The book begins with the Apollo 1 disaster, where the pure-oxygen environment in the cabin caught fire and burned the three astronauts to death before the rocket even took off. Higginbotham then goes into the history of the development of the Space Shuttle, which, my God, was an incredible clusterfuck, and it’s amazing that any of them ever flew at all. There’s a fair amount of attention paid to the process used to select Christa McAuliffe as a payload specialist, some biographical information of each of the other six astronauts, and then once we get to about mid-January of 1986 the book shifts to practically an hour-by-hour description of the run-up to the explosion and the multiple investigations afterwards. Higginbotham is an impressive storyteller– I’m going to find his first book, which was about Chernobyl, as soon as I can– and the book is detailed and authoritative without ever getting dry, with an impressive amount of footnoting at the end for anyone who is interested in checking his sources.

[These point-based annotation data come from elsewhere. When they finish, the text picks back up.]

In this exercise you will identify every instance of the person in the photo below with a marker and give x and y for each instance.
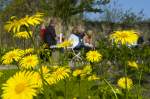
(76, 37)
(50, 35)
(87, 40)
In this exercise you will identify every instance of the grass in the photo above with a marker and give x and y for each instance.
(70, 88)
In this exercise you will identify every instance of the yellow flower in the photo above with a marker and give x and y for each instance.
(125, 82)
(45, 74)
(93, 77)
(23, 34)
(124, 37)
(15, 24)
(1, 73)
(65, 44)
(29, 62)
(11, 56)
(133, 64)
(59, 74)
(87, 69)
(82, 73)
(93, 56)
(21, 86)
(28, 51)
(77, 72)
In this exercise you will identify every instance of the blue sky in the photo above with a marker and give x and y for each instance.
(135, 5)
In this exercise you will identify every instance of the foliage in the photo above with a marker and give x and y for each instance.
(97, 78)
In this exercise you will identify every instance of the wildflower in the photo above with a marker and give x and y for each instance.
(11, 56)
(15, 24)
(29, 61)
(93, 77)
(93, 56)
(77, 72)
(28, 51)
(1, 73)
(65, 44)
(125, 83)
(21, 86)
(133, 64)
(124, 37)
(23, 34)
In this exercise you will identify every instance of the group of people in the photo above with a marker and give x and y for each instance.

This is– okay, I can’t say objectively, really, but I’m gonna do it anyway– objectively a good book, but it’s also a book that there was no way I was going to be able to put down once I picked it up unless it was an absolute travesty of a hack job, and it won a bunch of awards. I read it in a day, mostly because I couldn’t put it down. I learned some things, and I remembered some other things I’d forgotten, and I’m much angrier at 1980’s era NASA than I was before reading it. None of these people should have died. None of them.

I think a lot of you are like me and knew from the title whether you wanted to read this; I would recommend you follow that impulse if you do, and if your initial impulse wasn’t immediately “This book exists? I should read it!” you should read it anyway. I will talk about it again in December, there is no doubt of that.